Indexing value of a new metatag #791

Closed sudeshna-majumder closed 2 years ago

sudeshna-majumder commented 2 years ago

Hello,

I have added few new metatags to my page. Ex.
<meta name="content-region" content="Global" />

I want to extract the value of 'content-region' field and index as 'region'. I am committing to Google Cloud search. If I use below pre-purse Handler I am expecting it would store the value 'Global' in 'region' field. But DebugTagger says it stores <null> every time.

<tagger class="com.norconex.importer.handler.tagger.impl.CopyTagger"> <copy fromField="content-region" toField="region" overwrite="true" ></tagger>

Am I missing anything basic here ?

essiembre commented 2 years ago

I suspect it is related to having it defined as part of the pre-parse handlers. Fields extracted from a file content are created when the document is parsed. So before parsing you would not have the meta field. Try moving your logic as a post-parse handler.
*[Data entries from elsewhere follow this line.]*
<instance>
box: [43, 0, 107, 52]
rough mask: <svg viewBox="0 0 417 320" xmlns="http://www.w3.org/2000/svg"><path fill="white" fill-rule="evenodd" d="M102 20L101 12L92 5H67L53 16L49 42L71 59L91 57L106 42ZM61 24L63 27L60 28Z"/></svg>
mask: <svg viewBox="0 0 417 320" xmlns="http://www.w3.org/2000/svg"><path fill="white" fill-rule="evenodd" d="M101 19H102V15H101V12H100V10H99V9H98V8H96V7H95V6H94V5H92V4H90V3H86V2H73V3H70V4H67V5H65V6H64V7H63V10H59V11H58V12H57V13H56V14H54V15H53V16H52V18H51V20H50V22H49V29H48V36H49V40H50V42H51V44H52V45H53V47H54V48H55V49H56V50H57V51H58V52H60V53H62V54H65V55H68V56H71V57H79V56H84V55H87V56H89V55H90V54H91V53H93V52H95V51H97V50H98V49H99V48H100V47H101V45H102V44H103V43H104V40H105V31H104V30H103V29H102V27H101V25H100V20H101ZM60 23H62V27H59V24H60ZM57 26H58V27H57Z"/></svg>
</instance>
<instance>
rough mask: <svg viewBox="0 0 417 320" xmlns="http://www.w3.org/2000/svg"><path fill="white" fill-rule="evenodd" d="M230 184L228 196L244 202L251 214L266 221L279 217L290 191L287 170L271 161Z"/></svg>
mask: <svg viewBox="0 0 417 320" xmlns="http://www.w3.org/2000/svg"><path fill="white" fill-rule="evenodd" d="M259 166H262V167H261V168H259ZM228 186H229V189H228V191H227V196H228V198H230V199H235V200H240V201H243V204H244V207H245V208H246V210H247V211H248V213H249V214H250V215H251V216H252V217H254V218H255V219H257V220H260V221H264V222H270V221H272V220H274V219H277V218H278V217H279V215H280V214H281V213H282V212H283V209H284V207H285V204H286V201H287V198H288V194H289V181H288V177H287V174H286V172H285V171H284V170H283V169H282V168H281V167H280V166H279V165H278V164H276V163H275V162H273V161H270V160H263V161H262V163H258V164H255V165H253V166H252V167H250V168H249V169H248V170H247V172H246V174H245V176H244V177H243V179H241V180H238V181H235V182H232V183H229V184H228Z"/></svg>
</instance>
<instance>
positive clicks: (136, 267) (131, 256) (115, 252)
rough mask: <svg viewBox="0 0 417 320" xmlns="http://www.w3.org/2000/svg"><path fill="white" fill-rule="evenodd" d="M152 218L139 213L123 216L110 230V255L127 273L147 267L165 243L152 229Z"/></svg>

If that does not work for you, please share the version you are using and your full config in order for us to reproduce it.

stale[bot] commented 2 years ago

This issue has been automatically marked as stale because it has not had recent activity. It will be closed if no further activity occurs. Thank you for your contributions.

sudeshna-majumder commented 2 years ago

Thanks Pascal. Moving the logic to post-parse handler, I am able to extract values from new metatags. But those are not being committed to my goggle-cloud-search committer. In the below support document I don't see any configuration possibility with norconex to commit additional metatags to cloud-search-committer. https://developers.google.com/cloud-search/docs/guides/norconex-http-connector#configure-gcs Do you know about any possible way to commit them to google-cloud-search ?

stale[bot] commented 2 years ago

This issue has been automatically marked as stale because it has not had recent activity. It will be closed if no further activity occurs. Thank you for your contributions.